Dec 3, 2012 at 5:44 PM Post #10 of 77
Nice review, Kunlun. Do you EQ? If so, how well do they respond to adding on the low end?

I usually don't and the 3MAX didn't need it for me at all. However, for you, I'll give it a try tonight and report back.
Dec 3, 2012 at 6:37 PM Post #11 of 77
Have you ever tried the 2X before? Or is 3X your only Sensaphonics? I'm wondering if you have any sort of comparison between the two?
Also, since the cabling is similar to Shure's, does this mean the Shure adaptor cable with iPhone remote control will also work with Sensaphonics now?
Dec 4, 2012 at 9:28 AM Post #12 of 77
Have you ever tried the 2X before? Or is 3X your only Sensaphonics? I'm wondering if you have any sort of comparison between the two?
Also, since the cabling is similar to Shure's, does this mean the Shure adaptor cable with iPhone remote control will also work with Sensaphonics now?

Hi there.

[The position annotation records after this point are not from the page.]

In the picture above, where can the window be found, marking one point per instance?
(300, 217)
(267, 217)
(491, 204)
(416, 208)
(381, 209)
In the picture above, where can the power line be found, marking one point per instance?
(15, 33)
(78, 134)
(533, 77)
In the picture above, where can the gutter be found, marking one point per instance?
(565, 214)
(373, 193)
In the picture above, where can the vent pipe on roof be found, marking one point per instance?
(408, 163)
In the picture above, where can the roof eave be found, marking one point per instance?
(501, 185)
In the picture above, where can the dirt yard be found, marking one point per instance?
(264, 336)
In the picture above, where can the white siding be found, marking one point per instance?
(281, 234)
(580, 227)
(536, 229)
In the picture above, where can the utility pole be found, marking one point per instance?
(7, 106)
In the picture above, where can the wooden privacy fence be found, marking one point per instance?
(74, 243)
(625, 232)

There is no 3X. There's a 2X-S, though. Based on input from stage musicians, the 2MAX incorporates some changes and gives greater headroom. The 3MAX adds a bass driver.
I have the 3MAX. I haven't heard the 2MAX, but it should be a more neutral take on the same stage monitor tuning.
I'll let Jack answer your question about the Shure iphone adapter.
Dec 4, 2012 at 9:31 AM Post #13 of 77
Nice review, Kunlun. Do you EQ? If so, how well do they respond to adding on the low end?

By request, I gave the 3MAX a big bass EQ boost just to see how it handles it. I'm happy to say that while I don't think the 3MAX needs added bass, it can take the extra bass easily. No problems at all, you just get even more of the excellent bass the 3MAX provides.
Dec 4, 2012 at 5:35 PM Post #14 of 77
Hi there. There is no 3X. There's a 2X-S, though. Based on input from stage musicians, the 2MAX incorporates some changes and gives greater headroom. The 3MAX adds a bass driver.
I have the 3MAX. I haven't heard the 2MAX, but it should be a more neutral take on the same stage monitor tuning.
I'll let Jack answer your question about the Shure iphone adapter.

I was just lazy when I typed "3X", I meant 3Max. I have the 2X-S for several years now myself and wondered if anyone had tried both 2X-S and 3Max. I never felt there was a lack of bass overall when using the 2X-S, rather there was a lack of deep bass extension that you get with the triple and quad driver IEMs. Have you compared the 3Max with any other triple or quad driver IEMs? How does the bass extension fair?
I'm in the processing of having a new Sensa made, since my 2X-S's right side driver seems to be failing, I'm still deciding whether or not I want the 2X-S or get a 3Max.. hehehe.
Dec 4, 2012 at 7:05 PM Post #15 of 77
Have you ever tried the 2X before? Or is 3X your only Sensaphonics? I'm wondering if you have any sort of comparison between the two?
Also, since the cabling is similar to Shure's, does this mean the Shure adaptor cable with iPhone remote control will also work with Sensaphonics now?

Because current Sensaphonics customs and the Shure SE Series use the same coaxial connectors to the earpieces, the Shure cable with iPhone remote control should indeed be fully functional when used with the 2X-S, 2MAX, or 3MAX. (Please note that this hasn't been tested and Sensaphonics would welcome confirmation.)